Je savoure quelques gorgées du thé léger que je me suis préparé, avant d'entamer cette conversation.

- Et comment est accueilli ton projet ardéchois à Libourne ?

- Plutôt bien. Tu te doutes que j'ai eu droit à quelques questions concernant un éventuel plan social, les craintes de réduction de personnel avec le déplacement de la fabrication de la gamme de luxe à Ucel. Mais il n'en est pas question. J'ai bien expliqué qu'il y aurait un transfert de charges, puisque notre gamme biologique monte en puissance. On le ressent déjà dans la production et il est possible que d'ici l'ouverture d'Ucel, nous soyons même obligés de faire appel à des intérimaires pour répondre à la demande. Nous verrons au fil des mois.

- C'est toujours la même chose : les syndicats crient au loup avant d'avoir tous les éléments.

- Leurs questions étaient justifiées, dis-je, mais je pense avoir réussi à balayer leurs craintes. Je verrai bien si cela revient sur le tapis lors du prochain CE.
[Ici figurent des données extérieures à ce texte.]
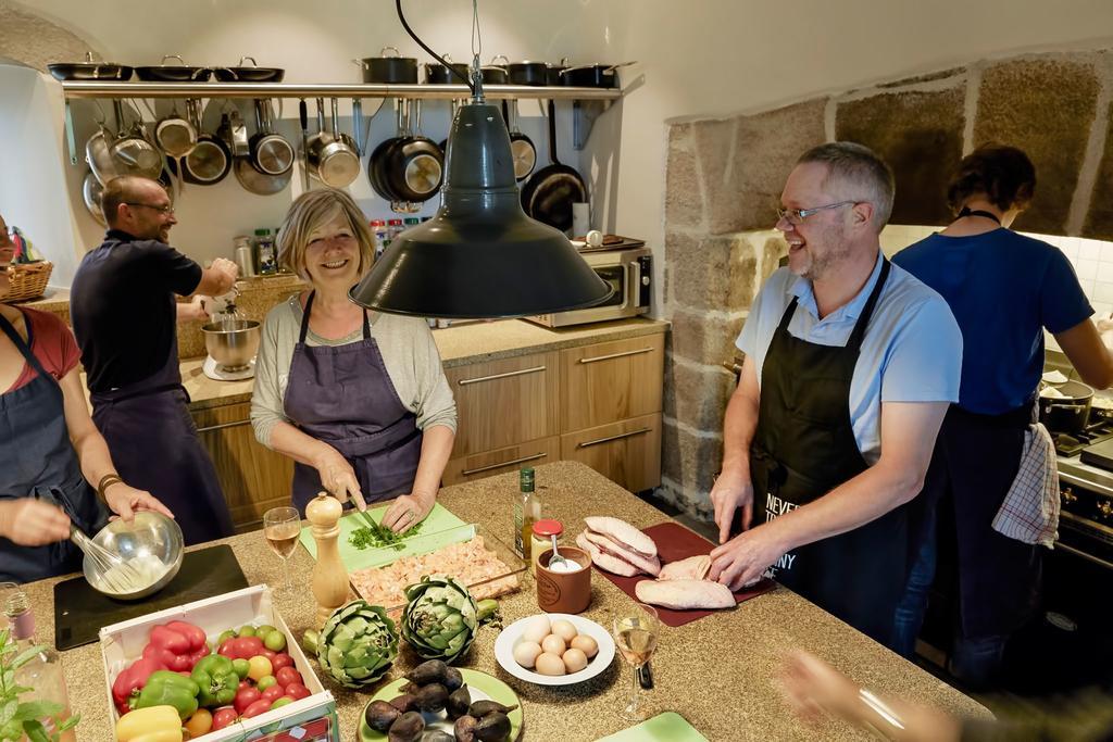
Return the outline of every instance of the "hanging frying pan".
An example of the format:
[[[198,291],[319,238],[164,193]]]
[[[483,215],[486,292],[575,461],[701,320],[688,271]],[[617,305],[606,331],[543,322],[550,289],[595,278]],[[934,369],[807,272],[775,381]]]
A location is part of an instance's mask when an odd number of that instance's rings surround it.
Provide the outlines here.
[[[542,224],[561,231],[572,228],[572,205],[588,200],[588,186],[575,171],[556,159],[556,107],[549,100],[548,165],[522,186],[522,209]]]

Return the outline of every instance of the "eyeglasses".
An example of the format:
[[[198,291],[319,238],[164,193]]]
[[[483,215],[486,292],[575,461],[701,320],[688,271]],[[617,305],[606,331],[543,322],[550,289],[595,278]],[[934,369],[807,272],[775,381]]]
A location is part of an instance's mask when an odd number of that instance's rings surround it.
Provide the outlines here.
[[[173,206],[155,206],[152,204],[139,204],[136,201],[124,201],[124,202],[127,204],[128,206],[146,206],[148,209],[155,209],[160,214],[166,214],[166,215],[174,214]]]
[[[805,219],[810,217],[812,214],[817,214],[825,209],[837,209],[840,206],[851,206],[858,201],[839,201],[838,204],[828,204],[827,206],[816,206],[810,209],[777,209],[777,216],[787,221],[790,225],[798,225]]]

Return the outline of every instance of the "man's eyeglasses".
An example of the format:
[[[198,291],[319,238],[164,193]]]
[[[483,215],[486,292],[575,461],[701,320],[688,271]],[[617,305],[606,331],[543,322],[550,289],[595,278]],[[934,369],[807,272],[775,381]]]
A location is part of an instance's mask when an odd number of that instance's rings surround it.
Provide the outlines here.
[[[155,209],[160,214],[166,214],[166,215],[174,214],[173,206],[154,206],[152,204],[139,204],[137,201],[124,201],[124,202],[127,204],[128,206],[146,206],[148,209]]]
[[[826,209],[837,209],[840,206],[851,206],[858,201],[839,201],[838,204],[828,204],[827,206],[816,206],[810,209],[777,209],[777,216],[787,221],[790,225],[798,225],[805,219],[810,217],[812,214],[824,211]]]

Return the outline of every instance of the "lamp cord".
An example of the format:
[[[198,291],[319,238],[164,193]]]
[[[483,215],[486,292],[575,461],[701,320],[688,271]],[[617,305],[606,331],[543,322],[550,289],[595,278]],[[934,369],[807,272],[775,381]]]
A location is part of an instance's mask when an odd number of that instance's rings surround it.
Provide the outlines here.
[[[444,65],[444,67],[449,70],[449,72],[451,72],[452,75],[455,75],[461,80],[463,80],[464,85],[467,86],[467,89],[471,90],[472,95],[474,96],[475,95],[475,86],[472,85],[472,81],[469,80],[463,75],[461,75],[460,71],[456,70],[455,67],[453,67],[452,65],[450,65],[449,62],[446,62],[439,53],[436,53],[435,51],[433,51],[432,49],[430,49],[425,44],[424,41],[422,41],[421,39],[417,38],[417,34],[414,33],[414,30],[412,28],[410,28],[410,23],[406,22],[406,17],[402,13],[402,0],[394,0],[394,4],[397,8],[398,20],[402,22],[402,28],[404,28],[405,31],[406,31],[406,33],[410,34],[410,38],[412,38],[414,41],[416,41],[417,46],[421,47],[422,49],[424,49],[426,52],[429,52],[429,55],[433,59],[435,59],[436,61],[439,61],[442,65]],[[479,32],[479,6],[477,6],[477,1],[476,0],[472,0],[472,50],[473,51],[475,50],[475,37],[476,37],[477,32]],[[482,39],[481,39],[480,40],[480,48],[481,49],[482,49],[482,46],[483,46],[483,43],[482,43]]]

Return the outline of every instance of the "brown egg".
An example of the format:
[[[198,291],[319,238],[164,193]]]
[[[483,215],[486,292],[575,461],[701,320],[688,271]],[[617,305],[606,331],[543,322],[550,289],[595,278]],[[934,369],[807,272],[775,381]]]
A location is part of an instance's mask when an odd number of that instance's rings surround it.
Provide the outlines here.
[[[583,652],[583,654],[589,660],[599,654],[599,644],[597,644],[595,640],[588,636],[587,634],[580,634],[579,636],[573,639],[571,646],[572,649],[577,649]]]
[[[558,636],[556,634],[549,634],[543,640],[541,640],[542,652],[548,652],[550,654],[555,654],[556,656],[560,656],[564,654],[564,650],[567,649],[568,644],[565,644],[564,640]]]
[[[534,667],[542,675],[564,674],[564,661],[560,659],[559,654],[552,654],[550,652],[542,652],[539,654],[536,662],[534,662]]]
[[[564,669],[571,672],[580,672],[588,666],[588,655],[581,650],[571,649],[567,651],[561,660],[564,661]]]

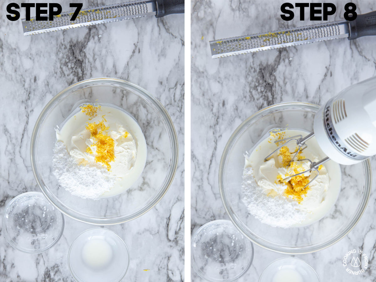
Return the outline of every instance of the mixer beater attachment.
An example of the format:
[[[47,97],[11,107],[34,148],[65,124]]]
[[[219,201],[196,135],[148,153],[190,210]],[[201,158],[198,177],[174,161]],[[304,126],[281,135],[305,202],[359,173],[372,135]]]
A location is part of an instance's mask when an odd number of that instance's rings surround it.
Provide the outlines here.
[[[277,148],[276,150],[275,150],[274,151],[272,152],[271,153],[270,153],[266,158],[264,159],[264,160],[265,161],[268,161],[269,159],[270,159],[270,158],[271,157],[271,156],[273,156],[273,155],[276,152],[278,152],[280,150],[280,149],[282,148],[282,147],[284,147],[284,146],[285,146],[286,144],[289,142],[290,142],[291,141],[295,141],[296,142],[296,145],[298,146],[298,149],[296,150],[296,152],[293,152],[293,153],[291,153],[292,154],[295,153],[295,155],[294,155],[294,156],[291,158],[290,161],[289,162],[288,164],[288,165],[290,165],[291,162],[294,161],[294,159],[296,157],[296,156],[297,156],[297,155],[299,153],[299,151],[303,151],[303,150],[304,150],[304,149],[307,148],[308,146],[305,144],[306,141],[308,139],[313,137],[314,135],[314,134],[315,133],[314,133],[313,132],[311,132],[311,133],[310,133],[308,135],[306,135],[304,137],[303,137],[303,136],[301,135],[295,135],[295,136],[291,136],[291,137],[288,137],[288,138],[285,138],[284,139],[281,139],[280,140],[277,140],[276,141],[275,141],[274,143],[278,143],[278,142],[282,142],[283,141],[287,141],[287,142],[286,142],[285,143],[284,143],[283,144],[281,145],[279,147]],[[298,137],[299,138],[298,138]],[[303,149],[302,149],[302,148]],[[330,159],[329,157],[326,157],[323,159],[321,161],[319,161],[317,162],[312,162],[309,159],[302,159],[298,160],[298,161],[308,161],[308,162],[309,162],[310,163],[309,168],[307,170],[305,170],[304,171],[302,171],[302,172],[299,173],[297,173],[296,174],[294,174],[293,175],[289,176],[288,177],[284,179],[284,180],[286,180],[286,179],[289,179],[293,177],[294,177],[294,176],[296,176],[298,175],[300,175],[300,174],[304,174],[304,173],[305,173],[307,172],[310,172],[312,170],[315,171],[317,173],[316,176],[315,176],[312,180],[309,181],[309,182],[308,183],[304,186],[304,188],[305,188],[308,185],[311,184],[311,183],[312,183],[312,182],[317,177],[317,176],[318,176],[318,174],[319,174],[318,167],[320,167],[320,165],[322,165],[323,164],[327,162],[329,159]]]
[[[294,155],[294,156],[291,158],[291,160],[290,161],[290,162],[288,163],[288,164],[290,165],[290,164],[292,162],[294,159],[295,158],[296,156],[299,153],[299,151],[303,151],[304,149],[307,147],[307,145],[305,144],[305,142],[307,140],[309,139],[311,137],[312,137],[314,134],[313,132],[311,132],[309,134],[307,135],[305,137],[303,137],[303,136],[302,135],[296,135],[295,136],[291,136],[290,137],[288,137],[288,138],[285,138],[284,139],[281,139],[280,140],[278,140],[274,142],[274,143],[277,143],[278,142],[281,142],[283,141],[285,141],[286,140],[288,140],[287,142],[284,143],[283,144],[281,145],[279,147],[277,148],[276,150],[274,150],[271,153],[268,155],[266,158],[264,159],[264,161],[268,161],[270,157],[273,156],[276,152],[278,152],[281,148],[284,146],[285,146],[286,144],[287,144],[289,142],[291,142],[291,141],[295,141],[296,142],[296,145],[298,146],[298,149],[296,150],[296,152],[294,152],[295,153],[295,154]],[[297,137],[299,137],[299,138],[297,139]],[[304,147],[303,149],[302,149],[302,147]]]
[[[291,178],[293,177],[294,177],[294,176],[296,176],[297,175],[300,175],[300,174],[304,174],[306,173],[311,172],[312,170],[314,170],[317,173],[316,176],[315,176],[314,177],[313,177],[313,179],[312,180],[311,180],[310,181],[309,181],[309,182],[308,183],[307,183],[307,185],[306,185],[304,187],[304,188],[305,188],[308,185],[310,184],[311,183],[312,183],[312,182],[313,181],[313,180],[314,180],[317,177],[317,176],[318,176],[319,167],[320,167],[323,164],[326,162],[330,159],[330,158],[329,158],[328,157],[326,157],[321,161],[320,161],[317,162],[312,162],[309,159],[302,159],[299,160],[298,161],[309,161],[310,164],[309,165],[309,168],[307,170],[305,170],[304,171],[300,172],[299,173],[297,173],[296,174],[294,174],[293,175],[291,175],[291,176],[288,176],[287,177],[286,177],[286,178],[284,178],[283,180],[286,180],[290,178]]]

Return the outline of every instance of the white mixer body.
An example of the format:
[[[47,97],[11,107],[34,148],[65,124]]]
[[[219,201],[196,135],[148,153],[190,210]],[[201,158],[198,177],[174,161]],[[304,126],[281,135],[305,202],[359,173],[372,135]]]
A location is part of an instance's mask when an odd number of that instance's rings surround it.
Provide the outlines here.
[[[314,131],[323,152],[344,165],[376,155],[376,76],[342,90],[315,116]]]

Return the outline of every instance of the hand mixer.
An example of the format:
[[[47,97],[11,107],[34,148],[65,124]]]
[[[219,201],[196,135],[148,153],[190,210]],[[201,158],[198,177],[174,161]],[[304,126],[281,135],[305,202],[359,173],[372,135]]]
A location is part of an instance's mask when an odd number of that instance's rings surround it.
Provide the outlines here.
[[[313,131],[305,137],[292,136],[275,141],[286,141],[264,159],[268,160],[282,147],[295,142],[298,146],[289,165],[300,151],[306,147],[307,140],[315,136],[319,146],[327,156],[310,163],[309,168],[289,176],[286,180],[312,171],[318,176],[318,167],[330,159],[343,165],[360,162],[376,155],[376,76],[350,86],[321,107],[315,115]]]

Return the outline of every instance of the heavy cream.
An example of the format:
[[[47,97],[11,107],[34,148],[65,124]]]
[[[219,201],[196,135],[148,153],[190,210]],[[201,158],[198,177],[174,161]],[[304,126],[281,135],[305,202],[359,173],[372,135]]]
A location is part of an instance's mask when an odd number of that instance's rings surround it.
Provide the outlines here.
[[[82,105],[56,131],[57,142],[64,143],[78,166],[101,166],[100,170],[107,169],[108,178],[114,179],[100,197],[121,193],[142,173],[147,153],[142,131],[133,117],[115,106]]]
[[[340,168],[339,165],[332,161],[320,166],[318,176],[306,188],[304,186],[313,179],[315,172],[307,172],[299,177],[283,180],[309,168],[310,163],[308,161],[298,159],[307,158],[317,162],[324,157],[314,137],[307,141],[308,147],[299,153],[290,165],[288,165],[291,156],[294,155],[290,153],[296,152],[297,149],[296,143],[294,141],[274,154],[268,160],[264,161],[265,157],[285,142],[276,144],[275,141],[297,135],[304,136],[307,134],[304,131],[296,130],[272,132],[270,136],[262,140],[249,155],[246,156],[245,172],[248,171],[246,170],[247,168],[252,168],[255,182],[266,197],[273,198],[273,201],[279,205],[285,202],[286,205],[291,208],[291,214],[296,214],[297,211],[300,211],[301,214],[296,215],[297,222],[292,221],[291,226],[307,225],[324,216],[334,205],[340,188]],[[252,206],[253,213],[258,208],[262,208],[261,206],[255,206],[254,203],[249,201],[248,203]],[[270,209],[270,206],[269,208]],[[302,215],[304,215],[303,220],[302,217],[298,216]],[[270,214],[269,215],[272,217]],[[276,226],[278,226],[277,221]],[[270,224],[271,221],[267,222]],[[286,224],[285,223],[284,227],[287,227]]]

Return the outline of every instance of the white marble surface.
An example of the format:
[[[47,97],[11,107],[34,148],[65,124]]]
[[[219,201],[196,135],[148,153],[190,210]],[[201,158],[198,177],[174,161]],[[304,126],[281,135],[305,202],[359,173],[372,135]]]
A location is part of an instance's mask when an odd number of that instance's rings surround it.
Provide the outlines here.
[[[331,1],[341,19],[347,2]],[[299,101],[322,105],[346,87],[376,75],[376,36],[333,40],[278,50],[212,59],[209,41],[315,23],[280,17],[282,2],[194,1],[191,36],[191,226],[193,233],[215,219],[228,219],[218,186],[224,146],[237,127],[267,106]],[[355,2],[359,12],[376,10],[376,2]],[[308,14],[306,13],[306,15]],[[196,137],[195,136],[196,136]],[[373,167],[374,157],[371,159]],[[297,256],[310,264],[322,281],[376,279],[376,192],[354,229],[334,246]],[[362,248],[370,258],[365,273],[353,276],[341,262],[346,253]],[[249,271],[240,281],[256,281],[267,266],[288,256],[255,245]],[[192,280],[202,281],[192,272]]]
[[[0,215],[15,196],[40,191],[30,165],[30,138],[48,101],[83,79],[108,77],[127,80],[153,94],[170,114],[179,143],[179,167],[169,190],[154,208],[132,221],[106,228],[123,238],[130,250],[130,264],[123,281],[183,280],[183,15],[148,17],[24,36],[20,21],[11,22],[3,16],[8,3],[0,4],[3,11],[0,18]],[[68,2],[63,3],[63,11],[71,9]],[[103,4],[84,1],[83,6]],[[67,262],[69,247],[79,234],[94,226],[67,217],[65,220],[61,240],[39,255],[14,249],[0,231],[0,280],[73,281]]]

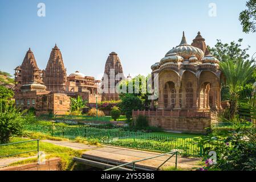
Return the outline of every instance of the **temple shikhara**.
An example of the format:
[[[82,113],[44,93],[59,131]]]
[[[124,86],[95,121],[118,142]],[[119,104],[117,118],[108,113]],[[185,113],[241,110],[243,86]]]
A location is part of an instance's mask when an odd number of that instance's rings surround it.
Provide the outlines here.
[[[220,61],[210,55],[198,32],[189,45],[183,36],[180,44],[152,65],[158,76],[158,104],[151,110],[133,111],[133,117],[148,116],[151,125],[169,130],[202,132],[222,109]]]
[[[109,53],[105,65],[104,76],[102,78],[102,100],[119,100],[115,86],[124,79],[121,61],[115,52]],[[128,77],[127,78],[129,77]]]
[[[222,110],[219,61],[207,48],[200,32],[191,45],[185,34],[180,44],[151,66],[152,89],[157,88],[148,111],[134,110],[133,117],[148,116],[152,126],[165,130],[203,132],[216,121]],[[124,77],[121,61],[109,53],[101,81],[76,71],[67,75],[60,49],[52,49],[46,68],[40,70],[30,48],[15,69],[16,104],[22,109],[33,107],[37,115],[63,114],[70,108],[70,97],[80,96],[89,103],[118,100],[115,86]],[[98,92],[100,88],[100,93]]]
[[[55,44],[45,70],[39,69],[29,48],[21,65],[15,69],[15,96],[17,107],[34,107],[36,115],[64,114],[70,109],[70,97],[80,96],[89,103],[101,100],[100,83],[78,71],[67,76],[62,55]]]

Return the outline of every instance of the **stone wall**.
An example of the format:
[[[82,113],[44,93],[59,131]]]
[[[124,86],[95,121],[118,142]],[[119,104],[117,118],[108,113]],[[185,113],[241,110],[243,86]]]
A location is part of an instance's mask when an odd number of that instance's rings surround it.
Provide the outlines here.
[[[187,132],[191,133],[205,133],[205,129],[210,127],[214,118],[173,117],[168,116],[148,117],[149,125],[160,127],[165,130]],[[136,118],[133,116],[133,119]]]
[[[39,165],[37,163],[18,166],[10,166],[0,168],[0,171],[59,171],[60,158],[52,158],[46,160],[45,164]]]

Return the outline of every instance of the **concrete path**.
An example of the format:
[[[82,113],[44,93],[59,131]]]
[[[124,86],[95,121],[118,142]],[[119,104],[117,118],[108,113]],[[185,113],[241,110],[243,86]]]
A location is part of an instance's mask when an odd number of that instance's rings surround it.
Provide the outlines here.
[[[30,158],[36,158],[37,156],[31,156],[27,158],[8,158],[0,159],[0,168],[5,167],[9,165],[10,164],[18,162],[19,160],[23,160],[25,159],[28,159]]]
[[[126,148],[119,147],[113,147],[104,146],[102,148],[97,148],[94,150],[88,150],[83,152],[83,156],[93,156],[102,159],[107,159],[113,162],[121,163],[129,163],[136,160],[140,160],[157,156],[161,153],[145,151],[131,148]],[[170,155],[162,156],[136,163],[136,166],[141,167],[149,167],[152,169],[156,169],[164,162],[166,160]],[[175,156],[170,158],[165,164],[164,167],[175,166]],[[191,169],[194,167],[200,167],[198,162],[201,160],[198,158],[182,158],[178,156],[177,167],[184,169]]]
[[[148,157],[156,156],[161,153],[149,152],[140,150],[124,148],[121,147],[115,147],[111,146],[101,146],[100,147],[94,145],[88,145],[82,143],[78,143],[72,141],[54,141],[50,140],[43,140],[42,142],[50,143],[54,144],[67,147],[74,150],[86,150],[83,152],[83,156],[97,158],[98,159],[112,160],[113,162],[126,163],[134,160],[145,159]],[[169,156],[170,155],[168,155]],[[136,163],[136,166],[142,167],[147,166],[152,169],[156,169],[162,164],[168,158],[168,156],[162,156],[156,158],[147,160]],[[34,158],[9,158],[0,159],[1,166],[6,166],[14,162]],[[186,169],[191,169],[193,167],[200,167],[198,165],[200,159],[184,158],[181,156],[178,156],[177,166],[179,168]],[[175,156],[173,156],[163,166],[169,167],[175,166]]]
[[[43,140],[41,142],[50,143],[60,146],[67,147],[74,150],[90,150],[97,148],[96,146],[88,145],[82,143],[75,142],[72,141],[55,141],[50,140]]]
[[[158,152],[145,151],[120,147],[105,145],[97,147],[96,146],[86,145],[83,143],[70,141],[52,141],[44,140],[42,140],[42,142],[65,146],[74,150],[86,149],[87,150],[84,152],[83,154],[84,156],[92,156],[94,158],[105,160],[110,160],[113,162],[117,162],[123,163],[161,154],[161,153]],[[169,156],[170,155],[168,156]],[[155,168],[165,161],[168,158],[168,156],[163,156],[152,159],[147,160],[136,164],[138,164],[139,165],[152,167],[152,168]],[[193,167],[199,167],[200,166],[198,165],[198,163],[201,161],[201,159],[198,158],[184,158],[181,156],[178,156],[178,167],[184,169],[192,169]],[[173,156],[164,165],[164,167],[174,166],[175,157]]]

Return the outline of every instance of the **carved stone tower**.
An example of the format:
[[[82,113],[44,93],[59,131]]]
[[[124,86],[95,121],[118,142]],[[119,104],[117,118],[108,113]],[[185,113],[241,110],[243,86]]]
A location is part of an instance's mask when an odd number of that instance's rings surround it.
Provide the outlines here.
[[[15,90],[18,91],[21,86],[32,82],[42,84],[42,71],[38,68],[33,52],[29,48],[21,65],[15,69]]]
[[[102,78],[102,100],[118,100],[119,94],[115,88],[121,80],[125,78],[120,60],[116,52],[112,52],[107,59],[104,76]]]
[[[191,44],[191,46],[199,48],[204,51],[204,53],[205,53],[207,47],[205,40],[205,39],[201,35],[200,32],[198,32],[196,38],[193,40],[193,43]]]
[[[64,67],[62,53],[55,44],[43,73],[43,82],[47,90],[62,92],[66,90],[66,69]]]

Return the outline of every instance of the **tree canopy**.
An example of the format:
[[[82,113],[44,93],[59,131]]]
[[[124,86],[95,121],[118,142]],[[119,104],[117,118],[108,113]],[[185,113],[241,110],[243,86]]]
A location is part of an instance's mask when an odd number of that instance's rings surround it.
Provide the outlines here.
[[[247,9],[240,13],[239,20],[243,27],[243,31],[246,34],[256,32],[256,0],[249,0],[246,2]]]

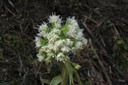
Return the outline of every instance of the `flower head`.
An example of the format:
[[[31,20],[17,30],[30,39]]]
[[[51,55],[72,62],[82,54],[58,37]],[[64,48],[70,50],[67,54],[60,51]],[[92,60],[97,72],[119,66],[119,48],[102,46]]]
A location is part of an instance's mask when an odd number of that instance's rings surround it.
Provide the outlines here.
[[[49,23],[44,22],[39,26],[38,37],[35,38],[39,61],[49,62],[54,59],[65,62],[70,59],[69,53],[75,53],[87,44],[83,29],[80,29],[74,17],[67,18],[64,25],[57,15],[50,16],[48,20]]]

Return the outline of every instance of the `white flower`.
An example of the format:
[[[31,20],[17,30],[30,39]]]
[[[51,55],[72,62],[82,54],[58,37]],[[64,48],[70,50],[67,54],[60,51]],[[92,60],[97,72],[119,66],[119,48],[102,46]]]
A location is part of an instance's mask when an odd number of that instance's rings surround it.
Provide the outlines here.
[[[84,38],[83,29],[80,29],[74,17],[68,18],[65,25],[61,24],[61,18],[57,15],[49,17],[49,23],[39,26],[38,37],[35,37],[39,61],[50,62],[51,59],[65,62],[70,59],[68,53],[76,53],[87,44]]]
[[[65,60],[65,55],[63,54],[63,53],[59,53],[58,55],[57,55],[57,61],[63,61],[63,60]]]
[[[82,38],[81,38],[81,40],[82,40],[82,42],[83,42],[83,45],[84,45],[84,46],[86,46],[86,45],[87,45],[88,40],[87,40],[87,39],[85,39],[84,37],[82,37]]]
[[[74,25],[75,27],[79,27],[77,21],[75,20],[75,17],[68,18],[67,21],[69,21],[71,25]]]
[[[47,33],[47,32],[44,32],[44,31],[41,31],[41,32],[39,32],[37,35],[40,36],[40,37],[43,36],[43,38],[46,38],[47,35],[48,35],[48,33]]]
[[[66,39],[65,41],[66,41],[66,44],[68,46],[72,46],[73,45],[73,41],[71,41],[70,39]]]
[[[76,37],[77,37],[77,38],[81,38],[81,37],[83,37],[83,36],[84,36],[84,34],[83,34],[83,29],[79,29],[78,32],[77,32]]]
[[[39,26],[38,31],[40,32],[42,30],[46,30],[47,28],[48,28],[47,23],[44,22],[41,26]]]
[[[41,40],[41,38],[35,37],[36,48],[41,47],[41,41],[40,40]]]
[[[48,35],[47,35],[47,39],[49,40],[49,42],[55,42],[56,39],[58,39],[59,36],[53,32],[50,32]]]
[[[43,57],[42,55],[40,55],[40,54],[37,54],[37,57],[38,57],[38,60],[39,60],[40,62],[44,59],[44,57]]]
[[[61,23],[61,18],[59,18],[59,17],[60,17],[59,15],[58,16],[57,15],[52,15],[52,16],[49,17],[49,22],[50,23],[53,23],[53,22],[54,23],[57,23],[57,22]]]
[[[62,52],[70,52],[70,48],[68,46],[64,46],[61,48]]]
[[[83,48],[82,46],[83,46],[83,43],[80,41],[77,41],[75,44],[75,49],[82,49]]]

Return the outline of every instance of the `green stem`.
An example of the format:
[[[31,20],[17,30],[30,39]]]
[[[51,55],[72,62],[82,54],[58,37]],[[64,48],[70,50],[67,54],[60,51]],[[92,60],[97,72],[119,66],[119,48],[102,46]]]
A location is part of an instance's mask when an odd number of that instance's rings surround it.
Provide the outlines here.
[[[80,80],[80,76],[79,76],[79,74],[78,74],[78,72],[77,72],[76,69],[74,69],[74,73],[75,73],[75,76],[76,76],[76,78],[78,80],[78,85],[83,85],[82,82],[81,82],[81,80]]]
[[[67,69],[65,67],[65,65],[63,63],[58,63],[57,62],[57,65],[61,71],[61,75],[62,75],[62,78],[63,78],[63,81],[61,82],[61,85],[67,85],[67,79],[68,79],[68,73],[67,73]]]

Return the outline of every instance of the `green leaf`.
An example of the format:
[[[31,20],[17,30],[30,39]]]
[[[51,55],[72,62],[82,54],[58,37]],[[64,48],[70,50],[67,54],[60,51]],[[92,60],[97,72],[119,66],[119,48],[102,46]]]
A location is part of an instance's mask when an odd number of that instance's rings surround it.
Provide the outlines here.
[[[71,65],[71,62],[67,61],[64,63],[67,70],[68,70],[68,75],[69,75],[69,82],[70,82],[70,85],[73,85],[73,67]]]
[[[122,39],[120,39],[120,40],[117,41],[117,44],[118,45],[124,45],[124,41]]]
[[[43,84],[50,84],[50,81],[47,80],[47,79],[42,79],[42,78],[40,78],[40,80],[41,80],[42,85],[43,85]]]
[[[90,85],[90,82],[89,81],[85,81],[85,85]]]
[[[48,40],[47,39],[41,39],[40,42],[42,45],[46,45],[48,43]]]
[[[59,75],[59,76],[56,76],[52,79],[50,85],[59,85],[59,83],[61,83],[63,81],[62,77]]]
[[[0,85],[10,85],[8,82],[2,82]]]

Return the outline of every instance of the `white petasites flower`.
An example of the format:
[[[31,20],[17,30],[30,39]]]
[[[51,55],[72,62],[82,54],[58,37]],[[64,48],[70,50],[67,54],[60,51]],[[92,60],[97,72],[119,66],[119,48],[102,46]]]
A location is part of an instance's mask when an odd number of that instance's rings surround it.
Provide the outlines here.
[[[47,28],[48,28],[47,23],[46,22],[43,22],[43,24],[41,24],[41,26],[39,26],[38,31],[39,32],[45,31]]]
[[[83,34],[83,29],[78,29],[77,30],[77,35],[76,35],[76,37],[77,38],[81,38],[81,37],[83,37],[84,36],[84,34]]]
[[[70,48],[68,46],[64,46],[61,48],[62,52],[70,52]]]
[[[36,48],[41,47],[41,38],[40,37],[35,37],[35,43],[36,43]]]
[[[52,59],[65,62],[69,60],[70,52],[76,53],[87,45],[83,29],[80,29],[74,17],[68,18],[62,23],[59,15],[49,17],[49,22],[44,22],[38,29],[38,37],[35,37],[39,61],[50,62]]]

Papa hoche la tête, croise les mains sur les genoux.

- Je suis admiratif de la façon dont tu arrives à manœuvrer avec eux. J'avais des relations plus difficiles, parfois même conflictuelles.

- Ta façon de faire était différente, papa. J'aborde les choses autrement. Je suis parvenue à instaurer un climat de confiance avec eux, comme avec l'ensemble du personnel. Ils savent tous que je ne m'engage pas à la légère - je ne dis pas que c'était ce que tu faisais, loin de là ! -, ils savent aussi que lorsque j'ai un doute ou que je n'ai pas les réponses, je m'efforce de leur apporter le maximum d'éléments. Ce que j'avance est sûr, fiable.

- Le projet ardéchois ne rencontre donc pas d'opposition particulière ?

- Non. Des interrogations, des demandes de précision, oui, mais pas d'opposition.

- Alors, c'est bien. J'espère que ce sera viable. Que tu ne fais pas une grosse erreur en fermant nos usines à l'étranger. Les coûts ne seront pas les mêmes.

- Dans l'immédiat, non. Mais à terme... Tu sais, papa, si vraiment cela n'avait pas valu le coup, justement pour faire un petit jeu de mots, je n'aurais pas lancé ce projet. Même avec mon envie profonde de voir revivre les usines ardéchoises.

Il sourit légèrement, de ce sourire toujours un peu étrange, trace de son AVC.

- Alors, c'est bien. Je ne peux que souhaiter ta réussite.

- Merci, papa.

- Tu me tiendras au courant du déroulement du chantier ?

- Oui, bien sûr.

- Alors, allons manger : je pense qu'autrement, nous ne tarderions pas à voir ta mère rappliquer.

Je lui souris en retour et nous gagnons rapidement la salle à manger où maman nous attend.